Frederico Bussinger
“Na natureza nada se cria, nada se perde,
tudo se transforma”
[Antoine-Laurent de Lavoisier]
“Estima-se haver 3,8 Mt, só de aço, nas 5.319 embarcações que, no Brasil, são potencialmente recicláveis (descomissionáveis, no jargão do setor). Ou seja, nos 36% da frota que estão em operação há mais de 20 anos”. Como referência, esse potencial é superior à média mensal de produção de aço do setor siderúrgico nacional no primeiro semestre deste 2021 que, incidentalmente, foi de recorde histórico.
“Elas se concentram em dois polos: o amazônico, associado ao transporte fluvial, e outro a petróleo e gás no Rio de Janeiro. Não existe plano de descarte para elas, o que gera problemas ambientais e sociais, mas também oportunidades de negócios”.
Essas são algumas das revelações de “Análise da inserção do Brasil no mercado de reciclagem de embarcações: estudo de caso para a Amazônia”, dissertação que Caio Moraes Benjamin apresentou na Engenharia Naval da Universidade Federal do Pará; também publicada como artigo no prestigioso “Journal of Environmental Management“.

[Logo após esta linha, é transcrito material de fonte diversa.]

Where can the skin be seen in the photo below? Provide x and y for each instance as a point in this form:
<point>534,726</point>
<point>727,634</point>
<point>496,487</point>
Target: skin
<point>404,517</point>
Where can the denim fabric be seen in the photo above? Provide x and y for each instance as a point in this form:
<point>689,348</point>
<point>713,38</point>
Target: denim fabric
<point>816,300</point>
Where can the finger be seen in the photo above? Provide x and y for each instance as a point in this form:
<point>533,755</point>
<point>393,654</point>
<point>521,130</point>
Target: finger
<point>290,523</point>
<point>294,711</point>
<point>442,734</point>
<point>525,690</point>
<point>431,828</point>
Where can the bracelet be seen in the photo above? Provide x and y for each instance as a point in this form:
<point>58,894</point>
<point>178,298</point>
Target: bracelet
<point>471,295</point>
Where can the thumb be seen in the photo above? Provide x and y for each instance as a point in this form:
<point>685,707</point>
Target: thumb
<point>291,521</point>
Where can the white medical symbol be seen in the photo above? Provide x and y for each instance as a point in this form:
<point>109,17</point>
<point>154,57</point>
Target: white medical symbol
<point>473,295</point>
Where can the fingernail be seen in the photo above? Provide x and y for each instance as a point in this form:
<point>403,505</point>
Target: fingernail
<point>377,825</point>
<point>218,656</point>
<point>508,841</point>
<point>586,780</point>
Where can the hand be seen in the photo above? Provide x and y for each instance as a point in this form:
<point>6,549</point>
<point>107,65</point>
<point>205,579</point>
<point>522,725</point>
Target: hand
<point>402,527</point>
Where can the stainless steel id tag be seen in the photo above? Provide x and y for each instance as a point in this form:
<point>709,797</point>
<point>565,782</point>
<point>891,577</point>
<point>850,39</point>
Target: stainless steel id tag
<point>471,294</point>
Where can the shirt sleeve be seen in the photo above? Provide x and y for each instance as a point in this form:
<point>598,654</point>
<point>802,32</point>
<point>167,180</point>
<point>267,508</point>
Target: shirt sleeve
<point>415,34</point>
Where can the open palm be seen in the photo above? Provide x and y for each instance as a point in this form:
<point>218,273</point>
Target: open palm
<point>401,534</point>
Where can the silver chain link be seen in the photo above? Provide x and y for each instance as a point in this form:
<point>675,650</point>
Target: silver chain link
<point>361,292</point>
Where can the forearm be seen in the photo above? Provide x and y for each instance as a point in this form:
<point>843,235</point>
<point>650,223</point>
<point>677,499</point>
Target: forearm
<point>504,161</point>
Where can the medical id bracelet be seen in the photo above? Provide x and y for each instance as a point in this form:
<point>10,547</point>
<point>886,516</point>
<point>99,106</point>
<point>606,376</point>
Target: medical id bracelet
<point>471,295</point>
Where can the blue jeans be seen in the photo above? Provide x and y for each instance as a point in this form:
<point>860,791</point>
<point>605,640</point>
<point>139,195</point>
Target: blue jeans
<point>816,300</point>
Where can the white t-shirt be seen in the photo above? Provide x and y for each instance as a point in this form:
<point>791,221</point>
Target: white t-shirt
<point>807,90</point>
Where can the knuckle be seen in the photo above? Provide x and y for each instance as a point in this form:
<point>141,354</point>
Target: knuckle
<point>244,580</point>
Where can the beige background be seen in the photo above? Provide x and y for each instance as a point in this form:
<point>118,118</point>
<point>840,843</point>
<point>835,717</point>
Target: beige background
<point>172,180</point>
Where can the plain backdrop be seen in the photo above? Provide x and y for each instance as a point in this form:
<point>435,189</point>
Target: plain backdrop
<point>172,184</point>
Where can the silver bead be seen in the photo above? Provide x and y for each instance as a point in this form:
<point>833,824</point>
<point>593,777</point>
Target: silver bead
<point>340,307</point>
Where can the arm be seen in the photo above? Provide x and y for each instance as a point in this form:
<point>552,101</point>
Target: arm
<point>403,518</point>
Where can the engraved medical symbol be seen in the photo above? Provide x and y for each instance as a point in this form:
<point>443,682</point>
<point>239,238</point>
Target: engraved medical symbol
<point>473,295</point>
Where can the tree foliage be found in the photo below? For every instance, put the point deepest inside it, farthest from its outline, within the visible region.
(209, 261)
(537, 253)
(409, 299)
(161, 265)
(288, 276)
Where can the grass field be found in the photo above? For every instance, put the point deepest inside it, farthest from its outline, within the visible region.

O trabalho deve ser saudado pela candente temática (pouco tratada fora do ambiente de iniciados) e pela riqueza de informações. Mas, também, por se debruçar sobre questões concretas e atuais, da economia e da sociedade, com olhar especial para a respectiva região; algo nem sempre observado em trabalhos acadêmicos.
Além de embarcações, descomissionamentos de plataformas e outros equipamentos do setor de petróleo e gás brasileiro são estimados em R$ 28 bilhões até 2025; segundo o Diretor Geral da ANP quando do recente webinar de lançamento do “Caderno Descomissionamento Offshore no Brasil”: US$ 85 bilhões nessa década, em todo mundo. Para implementação, a Petrobrás elabora detalhados planos específicos; como para a FPSO P-32.
Na última década, Índia (Alang – tido como o “maior cemitério de navios do mundo”… e ainda com planos de expansão!) e Bangladesh (Chittagong) eram responsáveis por cerca metade dos 700 navios anualmente reciclados no mundo (72% dos brasileiros). China, Turquia e Paquistão outros 40%: pouco mais de 10% nos demais países. Mão de obra barata e parcos cuidados ambientais explicavam essa concentração.
A abordagem do tema começou a ser alterada no início deste século com a aprovação de algumas normas a ele atinentes como, p.ex, a “Hong Kong Convention” – HKC, em 2009, coordenada pela IMO. Esta visa à “reciclagem segura e ecologicamente correta de navios”, e é detalhada em seis documentos de diretrizes para subsidiar os países na sua implementação; objetivo também da “Ship Recycling Transparency Initiative” – SRTI: esta uma plataforma aberta e independente, lançada em 2018 “com a missão de melhorar a transparência em toda a cadeia de valor do transporte marítimo”; à qual já aderiram 12 dos principais armadores do mundo, operadores de uma frota de cerca de 3.500 navios.
Em 2018, também, a União Europeia aprovou o “Regulamento de Reciclagem de Navios” – SRR, estabelecendo que embarcações de bandeira europeia devam ser desmontadas em estaleiros credenciados: atualmente há 42 com essa certificação.
A adoção dessas convenções, normas e práticas, principalmente por países centrais e líderes do mercado mundial de navegação, tende a reduzir as disparidades competitivas entre os diversos mercados e, assim, abrir novas oportunidades de negócios; como indica a dissertação.
Para o Brasil em particular; i) seja pela grande demanda por reciclagem de embarcações no futuro próximo (com enorme potencial de localmente gerar emprego e renda, além de reduzir remessa de divisas ao exterior); ii) seja pela existência de estaleiros, construídos na perspectiva das expressivas encomendas do Pré-Sal (falou-se em US$ 17 bi/ano de faturamento!), mas que hoje estão inativos ou subutilizados ante cancelamentos das encomendas.
Nesse sentido, o recente PL nº 1.584/21, de abril passado, em tramitação na Câmara dos Deputados, pode nuclear um amplo debate sobre o tema como base para uma nova e promissora política para o setor. Inclusive contribuindo para balizar tanto os planos logísticos nacionais como as próximas revisões dos Planos Mestres de diversos complexos portuários.